Cardiovascular, Gastroenterology, Oncology
Case Western Reserve University
Harrington Scholar-Innovator
Oncology
Whether it affects one directly by diagnosis, or indirectly with a loved one’s diagnosis, cancer touches everyone. Cancer is the leading cause of death worldwide, accounting for 10 million deaths in 2020. After his father developed colon cancer, Dr. Markowitz dedicated his research to developing better treatments for cancer by understanding the genetic basis that makes one predisposed to the disease.
Dr. Markowitz and his team developed a small molecule to inhibit an enzyme 15-prostaglandin dehydrogenase (15-PGDH). 15-PGDH degrades prostaglandin E2, and inhibiting the enzyme invivo can potentiate injured tissue to repair damage from disease. The molecule is aimed at a pathway conserved in multiple organs, in which prostaglandin E2 speaks to the stem cells in damaged tissues to potentiate their ability to repair the tissue damage.
After receiving the Harrington Scholar-Innovator award in 2013, Dr. Markowitz’s goal was to take the first generation 15-PGDH inhibitor and turn it into something more drug-like, with improved chemistry, solubility, bioavailability, and stability, and begin to explore the toxicology of the on-target and the off-target toxicology.
With the second generation compounds completed during the Harrington award period, Dr. Markowitz was able to show in animal models—mouse colitis, liver regeneration, and bone and marrow transplant—that either genetic knockout of the degradation pathway or providing the small molecule inhibitors enabled multiple different damaged tissues to repair themselves efficiently.
A year after the Scholar-Innovator award term ended, Dr. Markowitz was able to license their program out and form a new start-up company called Rodeo Therapeutics. They worked with Rodeo Therapeutics for three years, which resulted in 3rd and 4th generation compounds, as well as invivo toxicology in rodents and dogs.

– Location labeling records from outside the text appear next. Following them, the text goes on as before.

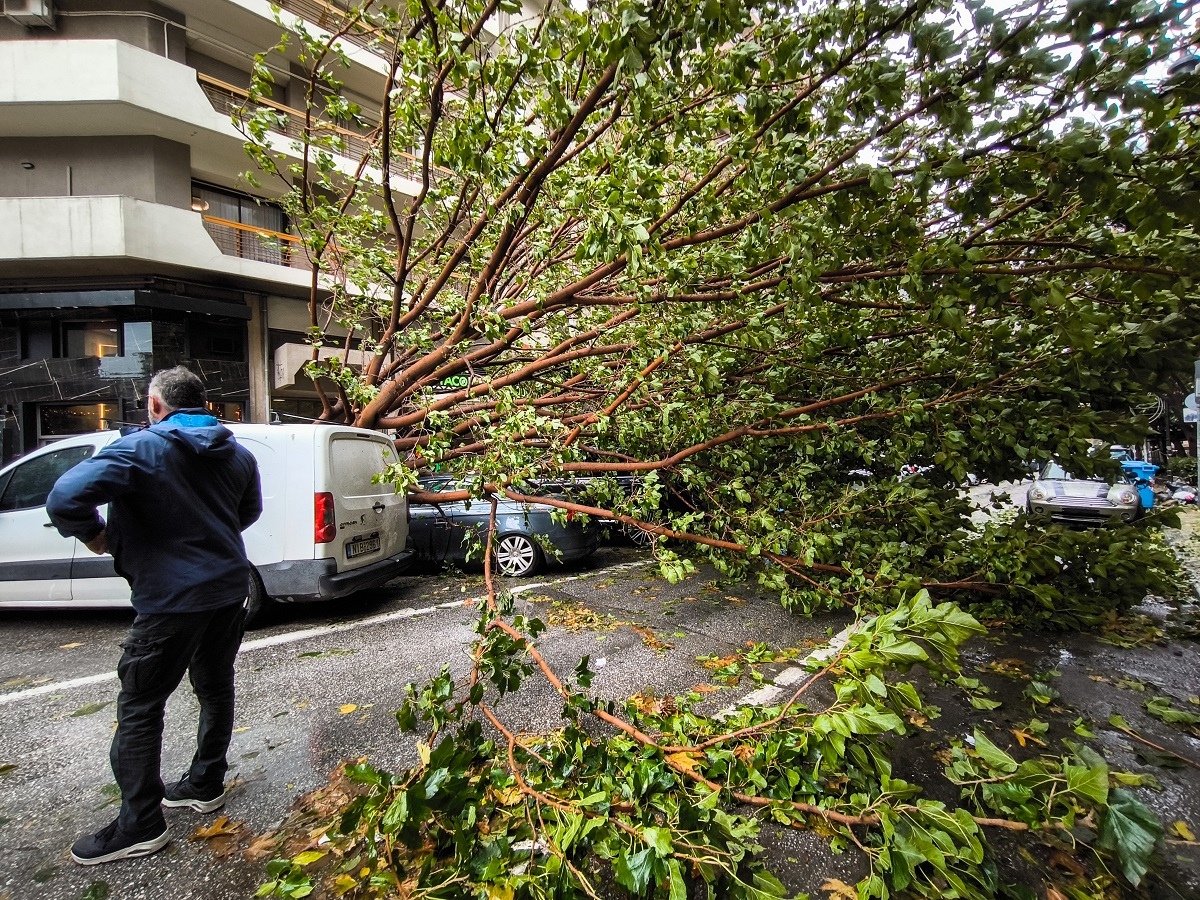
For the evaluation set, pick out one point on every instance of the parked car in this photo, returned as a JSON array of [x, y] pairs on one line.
[[327, 528], [444, 532], [1066, 498]]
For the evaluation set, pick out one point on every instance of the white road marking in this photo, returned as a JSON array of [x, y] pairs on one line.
[[312, 633], [790, 676]]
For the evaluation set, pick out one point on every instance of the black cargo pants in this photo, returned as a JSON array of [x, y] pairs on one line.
[[160, 648]]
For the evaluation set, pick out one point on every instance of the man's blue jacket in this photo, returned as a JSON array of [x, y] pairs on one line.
[[180, 493]]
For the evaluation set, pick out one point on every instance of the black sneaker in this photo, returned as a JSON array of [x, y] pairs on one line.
[[185, 793], [111, 844]]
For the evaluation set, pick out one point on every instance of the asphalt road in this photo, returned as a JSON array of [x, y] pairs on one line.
[[316, 688], [319, 685]]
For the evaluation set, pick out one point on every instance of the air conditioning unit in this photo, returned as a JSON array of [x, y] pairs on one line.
[[31, 13]]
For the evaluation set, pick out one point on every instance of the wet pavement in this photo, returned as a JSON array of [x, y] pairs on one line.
[[321, 683], [317, 687]]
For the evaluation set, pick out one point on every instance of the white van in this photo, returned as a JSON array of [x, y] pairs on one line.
[[327, 528]]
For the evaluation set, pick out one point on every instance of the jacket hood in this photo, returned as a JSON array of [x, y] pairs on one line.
[[197, 431]]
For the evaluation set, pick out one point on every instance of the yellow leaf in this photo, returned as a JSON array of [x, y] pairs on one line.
[[309, 857], [509, 796], [839, 889], [222, 826], [685, 761], [1023, 736]]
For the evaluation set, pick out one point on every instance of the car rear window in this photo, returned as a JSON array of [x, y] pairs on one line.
[[354, 462]]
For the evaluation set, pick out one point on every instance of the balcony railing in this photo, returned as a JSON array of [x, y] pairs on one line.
[[235, 239], [241, 240], [333, 18], [234, 101]]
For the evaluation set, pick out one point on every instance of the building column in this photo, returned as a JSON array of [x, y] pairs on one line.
[[259, 365]]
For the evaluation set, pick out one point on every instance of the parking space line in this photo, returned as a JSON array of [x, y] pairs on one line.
[[312, 633], [790, 676]]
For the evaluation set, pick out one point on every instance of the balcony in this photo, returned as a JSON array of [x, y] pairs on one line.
[[245, 241], [123, 235], [234, 102]]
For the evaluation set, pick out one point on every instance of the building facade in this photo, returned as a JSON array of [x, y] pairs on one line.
[[129, 238]]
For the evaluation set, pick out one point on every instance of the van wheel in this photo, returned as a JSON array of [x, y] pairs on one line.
[[259, 604], [516, 556]]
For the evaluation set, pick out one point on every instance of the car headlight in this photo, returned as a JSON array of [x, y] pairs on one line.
[[1125, 496]]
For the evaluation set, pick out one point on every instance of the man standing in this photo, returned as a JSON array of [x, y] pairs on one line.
[[180, 492]]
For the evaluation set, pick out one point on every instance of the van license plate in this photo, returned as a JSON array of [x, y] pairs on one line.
[[357, 549]]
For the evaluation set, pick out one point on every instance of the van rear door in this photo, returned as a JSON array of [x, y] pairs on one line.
[[372, 519]]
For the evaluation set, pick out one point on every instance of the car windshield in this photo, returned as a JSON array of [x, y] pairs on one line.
[[1055, 472]]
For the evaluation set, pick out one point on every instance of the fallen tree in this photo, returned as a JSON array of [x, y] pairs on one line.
[[761, 257]]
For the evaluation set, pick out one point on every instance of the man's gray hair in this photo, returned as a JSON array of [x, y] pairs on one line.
[[178, 389]]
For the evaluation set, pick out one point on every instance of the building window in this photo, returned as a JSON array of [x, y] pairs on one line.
[[55, 421], [219, 341], [227, 411], [97, 340]]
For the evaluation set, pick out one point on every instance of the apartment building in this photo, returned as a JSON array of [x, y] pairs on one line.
[[129, 240]]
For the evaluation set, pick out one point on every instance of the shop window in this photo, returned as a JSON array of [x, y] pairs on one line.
[[227, 411], [213, 340], [97, 340], [57, 421]]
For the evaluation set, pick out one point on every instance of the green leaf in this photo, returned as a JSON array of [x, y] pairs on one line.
[[677, 888], [1131, 831], [1162, 708], [993, 755], [659, 839], [1090, 783], [633, 870]]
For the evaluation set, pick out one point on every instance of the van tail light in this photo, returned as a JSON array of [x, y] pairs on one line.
[[323, 526]]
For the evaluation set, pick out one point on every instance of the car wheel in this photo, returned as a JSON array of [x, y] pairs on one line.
[[259, 604], [516, 556]]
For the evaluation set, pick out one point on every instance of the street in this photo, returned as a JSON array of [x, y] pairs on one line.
[[319, 685], [315, 688]]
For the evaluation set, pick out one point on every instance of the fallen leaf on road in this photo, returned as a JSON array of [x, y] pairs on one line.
[[1068, 863], [838, 889], [221, 827], [508, 797], [89, 708], [1023, 736], [685, 761]]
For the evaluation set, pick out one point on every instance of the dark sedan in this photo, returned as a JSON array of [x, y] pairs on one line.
[[444, 532]]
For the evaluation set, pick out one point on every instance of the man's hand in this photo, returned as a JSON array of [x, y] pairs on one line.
[[99, 544]]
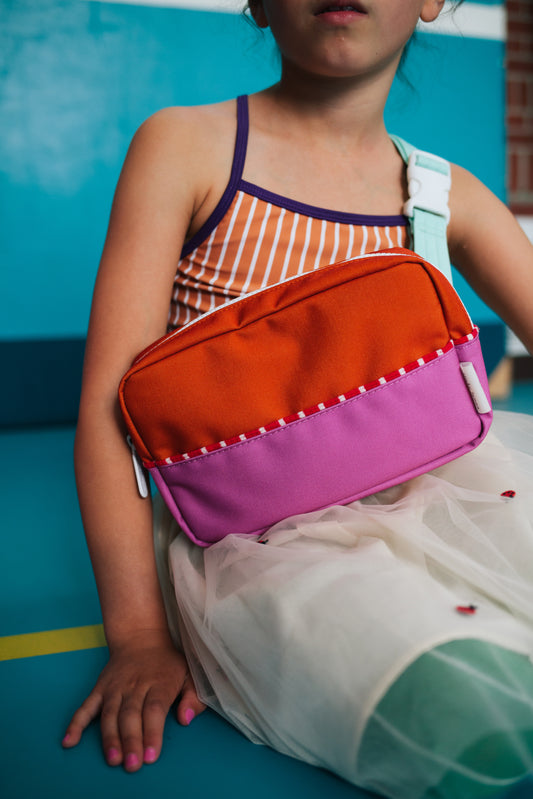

In April 2021, Rodeo was acquired by AMGEN, a biotechnology and pharmaceutical company.
Dr. Markowitz’s hopeful next step for his drug is to take it to human trials.
“The company was based on work our team published in Science, but in truth, the crucial catalytic step was the support I first received from the Harrington Discovery Institute that provided the financial resources and indispensable mentoring and guidance in how to move an idea from the lab into the drug development pipeline.”